Maka, menjadi pertanyaan kemudian: kita (negara ini) punya barang bagus, lho kok dijual ke asing? Coba siapa yang berani bilang bahwa rokok keluaran Sampoerna itu rugi? Tapi, toh saham Sampoerna dijual ke Marlboro. Atau siapa bilang Indosat, Telkomsel, Bank BCA, Semen Tiga Roda, itu perusahaan-perusahaan merugi sehingga harus dijual ke asing? Memang, secara hitung-hitungan ekonomis, bagi pengusaha swasta lokal dengan menjual sahamnya ke pihak asing akan mendapat fresh money yang besar. Seperti halnya pemilik pabrik rokok Sampoerna mendapat uang tunai sebesar Rp 18,58 trilyun dengan menjual 40% saham milik keluarga Sampoerna ke Philips Morris pemegang merk rokok Marlboro, asal Amerika Serikat. Bahkan selanjutnya Philip Morris pun terus memburu saham Sampoerna melalui penawaran tender, yang akhirnya menguasai 97% saham PT HM Sampoerna, dengan mengeluarkan dana Rp 45,066 trilyun. “Semua kami bayar dengan dana tunai”, ungkap Martin King, sesaat setelah dinobatkan menjadi Presdir HM Sampoerna yang baru (Kompas, 19 Mei 2005). Alhasil berpindah tanganlah perusahaan lokal kebanggaan Indonesia itu ke tangan perusahaan asal Amerika Serikat. Jadi pengusaha lokal membangun usaha, sudah maju, lalu saham dijual ke perusahaan asing, dan mereka dapat duit gede. Ibaratnya jual beli perusahaan. Tak peduli nasionalisme. Tak peduli perusahaan itu jatuh ke tangan asing. Begitulah cara berpikir pedagang (pengusaha): selalu cari untung.

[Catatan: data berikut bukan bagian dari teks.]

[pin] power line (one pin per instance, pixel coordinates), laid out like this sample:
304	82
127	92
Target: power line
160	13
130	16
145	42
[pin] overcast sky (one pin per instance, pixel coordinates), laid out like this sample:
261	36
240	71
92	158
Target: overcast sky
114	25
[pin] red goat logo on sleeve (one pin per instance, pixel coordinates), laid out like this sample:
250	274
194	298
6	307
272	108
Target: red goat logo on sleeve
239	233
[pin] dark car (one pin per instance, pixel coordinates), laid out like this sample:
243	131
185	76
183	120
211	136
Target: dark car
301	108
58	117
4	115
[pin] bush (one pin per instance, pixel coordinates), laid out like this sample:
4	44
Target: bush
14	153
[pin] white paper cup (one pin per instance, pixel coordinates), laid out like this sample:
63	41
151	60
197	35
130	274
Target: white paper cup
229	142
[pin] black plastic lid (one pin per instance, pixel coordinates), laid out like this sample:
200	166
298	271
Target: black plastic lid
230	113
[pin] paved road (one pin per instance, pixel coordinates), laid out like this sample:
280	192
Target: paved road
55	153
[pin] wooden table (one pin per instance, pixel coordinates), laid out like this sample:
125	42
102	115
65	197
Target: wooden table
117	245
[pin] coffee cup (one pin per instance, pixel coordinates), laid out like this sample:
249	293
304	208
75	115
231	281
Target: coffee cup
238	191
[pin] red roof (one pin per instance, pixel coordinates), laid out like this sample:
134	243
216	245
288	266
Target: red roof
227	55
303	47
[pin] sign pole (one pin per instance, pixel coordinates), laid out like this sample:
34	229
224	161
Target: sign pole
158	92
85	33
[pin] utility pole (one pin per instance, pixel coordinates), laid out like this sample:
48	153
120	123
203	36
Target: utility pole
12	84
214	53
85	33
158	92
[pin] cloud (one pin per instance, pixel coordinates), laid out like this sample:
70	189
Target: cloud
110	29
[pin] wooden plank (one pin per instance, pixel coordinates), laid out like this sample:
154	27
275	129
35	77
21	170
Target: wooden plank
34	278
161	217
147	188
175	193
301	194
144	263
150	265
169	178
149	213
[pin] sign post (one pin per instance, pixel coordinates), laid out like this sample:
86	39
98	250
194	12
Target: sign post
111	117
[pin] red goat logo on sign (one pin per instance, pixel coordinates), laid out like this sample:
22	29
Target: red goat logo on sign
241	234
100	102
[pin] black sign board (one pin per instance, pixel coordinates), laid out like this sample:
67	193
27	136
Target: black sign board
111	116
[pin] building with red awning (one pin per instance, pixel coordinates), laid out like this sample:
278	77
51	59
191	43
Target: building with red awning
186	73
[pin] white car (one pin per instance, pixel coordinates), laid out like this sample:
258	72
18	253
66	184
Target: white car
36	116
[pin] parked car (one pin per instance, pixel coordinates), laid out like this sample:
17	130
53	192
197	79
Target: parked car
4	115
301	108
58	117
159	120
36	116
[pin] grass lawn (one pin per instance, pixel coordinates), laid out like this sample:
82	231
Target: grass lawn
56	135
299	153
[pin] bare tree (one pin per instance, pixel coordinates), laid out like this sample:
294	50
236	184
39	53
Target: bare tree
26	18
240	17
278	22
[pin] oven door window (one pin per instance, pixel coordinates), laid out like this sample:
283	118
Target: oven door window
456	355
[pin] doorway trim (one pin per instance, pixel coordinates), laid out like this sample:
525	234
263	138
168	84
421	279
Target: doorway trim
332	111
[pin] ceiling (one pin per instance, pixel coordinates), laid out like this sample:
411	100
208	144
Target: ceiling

Tapi celakanya, cara berpikir (baca: mental) pedagang itu juga diadopsi mentah-mentah oleh para birokrat, para pengelola negeri ini (baca: pejabat pemerintah dan legeslatif), terutama pemegang otoritas perusahaan-perusahaan negara atau lebih akrab disebut BUMN. Alasannya: privatisasi! Cara-cara pengusaha swasta lokal yang menjual perusahaannya ke tangan asing atau pelepasan saham pemerintah di BUMN itu ke pihak asing, sebetulnya bisa saja diproteksi. Caranya melalui produk hukum yang ketat dengan batas-batas kepemilikan saham perusahaan asing. Jadi, kalau sekarang ini perusahaan asing bisa merajalela menguasai lahan-lahan Indonesia, tentu saja hal ini besar kemungkinannya ada unsur kesengajaan dari pihak kita. Dan hal inilah yang patut dipertanyakan: kenapa bisa? Alasan klasiknya, lantaran ekonomi kita sedang krisis, pemerintah tidak punya duit, pemerintah perlu menutup lobang APBN, dan alasan segudang lainnya. Namun apakah pembuat kebijakan tidak memikirkan apa imbasnya, bagaimana untung ruginya untuk bangsa ini, berapa besar repatriasi (pemulangan) yang dibawa bangsa asing dari negeri ini, berapa banyak karyawan atau buruh yang menganggur? Bukankah dengan membiarkan semakin jauh hal ini akan mengakibatkan tingginya ketergantungan kita terhadap pihak asing? Dengan kata lain kita sudah menyerahkan diri di bawah cengkraman atau atau dijajah pihak asing dan kita sudah tidak mempunyai daya, harga diri, dan keberanian. Kita sudah dijajah tanpa senjata, tanpa harus berperang.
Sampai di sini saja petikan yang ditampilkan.